What’s the point to this ? Does it mean that as time increases, then standard deviation decreases?

Boris, Thanks for the reply. I was with you all the way to ‘this overstates the annual std. so you need to divide sqrt 2’… but don’t worry. I’ve looked at this enought to just remember it. In the black-scholes section of Hull’s options/derivatives book (p284) it seems to be to do with continuous compounding. 'The continuously compounded rate of return per annum is normally distributed with mean U- @/2 and S.D: @/Root(T) U = E(Return) on stock/year @ = Vol of stock price / year I got this from talking to our options guy (who incidentally couldn’t derive this). Best way I’ve found to think about it is that you can be alot more sure about standard deviation with a big sample size vs. a small one. Bidder. Yes - according to cfai the Standard deviation does decrease as time (and hence sample data) increases. APP

hull is bible :smiley: it is actually a question on converting daily std to annual. std usually presents in annual term. level 3 textbook talks about frequency of data. just remember you need to divide sqrt of # of data. if you are using 2 years of daily data, you divide sqrt 504, which equals to sqrt252 times sqrt2. so 2 yr to 1 yr is divide sqrt2. it took me a while to understand this as well, and it is hard to explain. i actually learned it by calculate spx std in excel. in this way i see the changes in numbers. i learn black-schole in excel, otherwise there is no way i can remember it.

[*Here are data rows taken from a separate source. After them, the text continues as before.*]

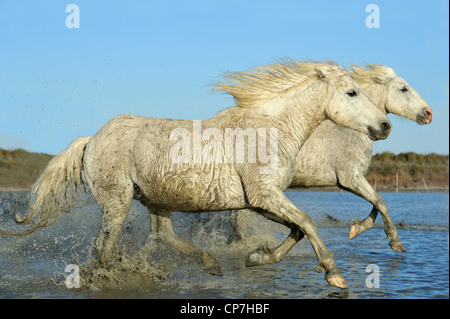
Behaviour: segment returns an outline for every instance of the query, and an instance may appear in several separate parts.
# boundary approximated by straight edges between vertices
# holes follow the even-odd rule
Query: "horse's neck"
[[[361,89],[367,93],[368,96],[378,105],[383,112],[387,112],[386,109],[386,84],[378,83],[361,83],[359,84]]]
[[[300,94],[284,101],[286,105],[280,105],[283,112],[272,118],[273,125],[279,131],[279,148],[288,156],[295,158],[304,142],[325,119],[324,96],[317,92],[326,94],[325,83],[313,83]]]

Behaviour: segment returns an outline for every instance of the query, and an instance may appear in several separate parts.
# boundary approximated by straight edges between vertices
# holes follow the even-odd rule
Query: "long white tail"
[[[24,232],[1,234],[25,236],[42,227],[53,224],[58,217],[76,204],[82,192],[83,155],[90,137],[79,137],[69,147],[56,155],[34,183],[28,202],[28,212],[21,216],[16,212],[16,222],[30,224],[37,216],[33,228]]]

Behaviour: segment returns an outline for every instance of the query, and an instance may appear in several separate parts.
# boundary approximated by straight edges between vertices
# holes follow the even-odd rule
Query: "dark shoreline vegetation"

allépourpêcher Wrote: ------------------------------------------------------- > Hi, > > I can’t reconcile standard deviation T years out > decreasing (relative to current annual S.D.) at > 1/Sqrt(T) i.e. Annual S.D. 2 years out would be > 1/Sqrt(2) (in the contect of quality control > charts) with: > > Annual Standard deviation = daily standard > deviation * Sqrt(252) > > Can anyone shed any light on this for me? > > Thanks, > > APP I assume that is the case because your hypothesis is about alpha which is the mean. Standard deviation of the mean declines with the number of observations.